Habían pasado 100 años sin ser atendido el mandato del Corazón de Jesús al rey Luis XIV de consagrar Francia al Sagrado Corazón cuando sucedió la ejecución de Luis XVI, cuatro días después de que la Convención Nacional le sentenciase a muerte en una votación casi unánime.
El rey se despertó a las 5 de la mañana y se vistió asistido por su ayudante. Posteriormente se reunió con un sacerdote irlandés no juramentado para confesarse. Oyó misa y recibió la comunión. A las 7 expresó sus últimas voluntades al capellán, su anillo con el sello real sería para el delfín y su anillo de bodas para la reina, tras lo cual recibió la bendición. A su salida de la prisión del Temple, donde la familia real llevaba recluida desde el mes de agosto, el rey se sentó en un coche de caballos destinado a su servicio estacionado en uno de los patios del edificio. El sacerdote se sentó a su lado, mientras dos militares ocuparon los asientos opuestos. El carruaje salió de la prisión sobre las 9.
Durante más de una hora, la comitiva, precedida por el redoblar de tambores cuya finalidad era silenciar cualquier muestra de apoyo al rey y escoltado por una tropa de caballería con sables desenvainados, realizó el trayecto hasta la plaza de la Revolución, que en la actualidad es llamada absurdamente plaza de la Concordia, siguiendo un trayecto a cuyos lados se agolpaban alrededor de 80.000 personas entre hombres armados, soldados de la Guardia Nacional y los desarrapados.

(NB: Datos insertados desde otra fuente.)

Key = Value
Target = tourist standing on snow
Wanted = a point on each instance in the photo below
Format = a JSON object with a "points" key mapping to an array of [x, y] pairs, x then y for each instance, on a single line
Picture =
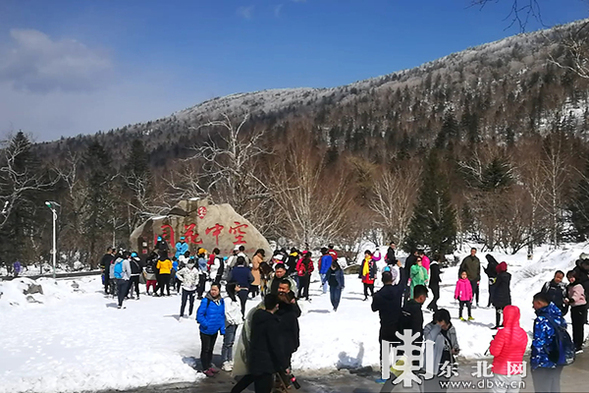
{"points": [[434, 284], [390, 258], [164, 267], [150, 272], [501, 293], [443, 334], [242, 275], [425, 261], [277, 277], [557, 291], [472, 266], [288, 313], [409, 262], [419, 275], [265, 356], [491, 271], [368, 270], [256, 261], [216, 266], [188, 277], [202, 271], [291, 264], [335, 278], [387, 301], [578, 303], [412, 314], [211, 319], [548, 324], [181, 248], [105, 263], [161, 246], [122, 273], [135, 272], [324, 264], [508, 347], [233, 318], [304, 270], [463, 294]]}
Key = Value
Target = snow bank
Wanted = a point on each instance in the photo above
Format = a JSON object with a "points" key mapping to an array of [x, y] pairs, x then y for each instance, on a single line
{"points": [[74, 338]]}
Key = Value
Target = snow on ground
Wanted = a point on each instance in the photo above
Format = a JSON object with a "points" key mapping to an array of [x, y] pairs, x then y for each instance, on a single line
{"points": [[76, 339]]}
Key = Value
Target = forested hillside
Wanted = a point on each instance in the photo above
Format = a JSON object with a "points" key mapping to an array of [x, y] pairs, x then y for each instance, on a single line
{"points": [[488, 145]]}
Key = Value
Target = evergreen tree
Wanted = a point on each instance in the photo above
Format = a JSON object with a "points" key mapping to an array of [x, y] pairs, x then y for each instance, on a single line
{"points": [[23, 186], [579, 206], [433, 224], [99, 206]]}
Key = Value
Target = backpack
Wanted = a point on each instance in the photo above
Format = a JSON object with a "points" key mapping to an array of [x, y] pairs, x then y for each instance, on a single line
{"points": [[119, 269], [562, 351]]}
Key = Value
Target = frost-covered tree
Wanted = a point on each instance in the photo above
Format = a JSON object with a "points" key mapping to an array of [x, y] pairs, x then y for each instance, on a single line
{"points": [[433, 224]]}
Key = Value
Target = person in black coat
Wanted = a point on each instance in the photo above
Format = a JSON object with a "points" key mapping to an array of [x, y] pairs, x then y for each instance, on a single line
{"points": [[242, 275], [387, 301], [288, 313], [266, 355], [491, 271], [501, 293], [105, 262], [390, 258], [557, 291], [434, 283]]}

A las 10 el carruaje llegó a la plaza y se adentró en la zona donde había sido erigido el cadalso que se hallaba rodeado por una multitud armada con picas y bayonetas. Después de cortarle el cabello y abrirle el cuello de la camisa, el rey subió al patíbulo. Una vez allí avanzó con paso firme e intentó pronunciar un discurso ante la multitud diciendo que moría inocente de los crímenes que se le imputaban, pero fue interrumpido por el sonido de los tambores temiendo un levantamiento del pueblo en ese último momento. Tras negarse inicialmente a que sus manos fuesen atadas, cedió ante la propuesta del verdugo de emplear su pañuelo en lugar de una cuerda. El monarca fue entonces tumbado sobre la plancha de madera de la guillotina, siéndole colocado el cepo con forma de media luna sobre el cuello para mantener fija la cabeza, tras lo cual la cuchilla cayó. Un ayudante del verdugo mostró la cabeza real a la gente, mientras se gritaba ¡viva la nación, viva la república! y se escuchó una salva de artillería anunciando el fin de la monarquía que llegó a los oídos de la familia real encarcelada.

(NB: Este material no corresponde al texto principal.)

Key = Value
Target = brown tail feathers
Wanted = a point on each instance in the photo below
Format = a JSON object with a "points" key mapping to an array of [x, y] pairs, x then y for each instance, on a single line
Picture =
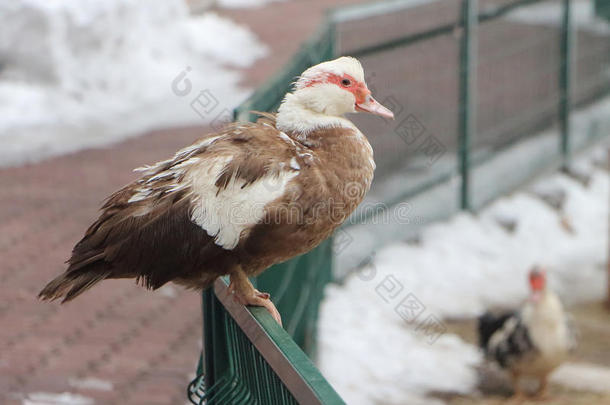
{"points": [[72, 283]]}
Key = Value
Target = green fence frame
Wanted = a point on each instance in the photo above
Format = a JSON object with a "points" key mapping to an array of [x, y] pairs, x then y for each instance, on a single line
{"points": [[250, 359], [247, 358]]}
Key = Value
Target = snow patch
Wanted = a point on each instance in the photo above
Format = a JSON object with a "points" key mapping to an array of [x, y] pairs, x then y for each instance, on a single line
{"points": [[84, 73], [244, 3]]}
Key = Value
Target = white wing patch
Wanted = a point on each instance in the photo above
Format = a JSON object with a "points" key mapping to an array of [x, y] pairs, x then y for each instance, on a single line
{"points": [[227, 213]]}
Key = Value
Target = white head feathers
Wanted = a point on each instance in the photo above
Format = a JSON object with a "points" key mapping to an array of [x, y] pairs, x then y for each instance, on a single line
{"points": [[319, 100]]}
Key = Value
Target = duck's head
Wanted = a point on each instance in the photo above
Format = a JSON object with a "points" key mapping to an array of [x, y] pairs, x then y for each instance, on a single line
{"points": [[330, 90]]}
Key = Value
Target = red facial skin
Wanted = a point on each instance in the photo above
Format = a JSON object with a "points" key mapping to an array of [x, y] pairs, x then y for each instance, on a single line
{"points": [[358, 89]]}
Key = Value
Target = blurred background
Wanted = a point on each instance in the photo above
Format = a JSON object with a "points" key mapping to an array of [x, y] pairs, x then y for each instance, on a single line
{"points": [[497, 161]]}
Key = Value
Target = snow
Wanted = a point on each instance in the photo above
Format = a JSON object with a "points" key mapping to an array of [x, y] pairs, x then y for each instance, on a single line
{"points": [[244, 3], [66, 398], [77, 74], [457, 269]]}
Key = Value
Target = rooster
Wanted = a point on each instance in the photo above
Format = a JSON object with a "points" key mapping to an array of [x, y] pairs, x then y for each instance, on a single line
{"points": [[531, 342], [240, 200]]}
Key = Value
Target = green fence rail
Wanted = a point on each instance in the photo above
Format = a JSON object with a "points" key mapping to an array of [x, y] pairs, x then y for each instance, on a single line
{"points": [[249, 359], [456, 69]]}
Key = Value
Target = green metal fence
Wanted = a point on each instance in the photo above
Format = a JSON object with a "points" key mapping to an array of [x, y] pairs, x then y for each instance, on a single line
{"points": [[249, 359], [476, 77]]}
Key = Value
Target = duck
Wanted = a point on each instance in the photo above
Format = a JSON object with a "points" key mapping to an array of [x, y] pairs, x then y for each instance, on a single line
{"points": [[238, 200]]}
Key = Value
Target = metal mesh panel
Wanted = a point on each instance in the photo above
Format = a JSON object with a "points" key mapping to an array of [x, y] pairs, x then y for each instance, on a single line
{"points": [[518, 77], [591, 50], [416, 77]]}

¿Terminó la historia? Si hay una historia que no terminó fue esta, porque la memoria de Luis XVI, así como la de María Antonieta, continúan vivas. Son símbolos que no mueren en el recuerdo de muchos franceses. Bien por ser amados como merecen, o por ser odiados como no merecen. De alguna manera simbolizan la lucha entre el bien y el mal, la Revolución y la Contrarrevolución. Serán siempre recordados con profundo respeto y dolor por todos aquellos que tienen una chispa de Contrarrevolución en el alma. Y serán recordados con extremo odio por todos aquellos que, portadores del espíritu de Satanás, y odiando todas las desigualdades, odian a ese rey, cuyo gran defecto, sin embargo, fue el exceso de mansedumbre, lo que también se puede decir de María Antonieta.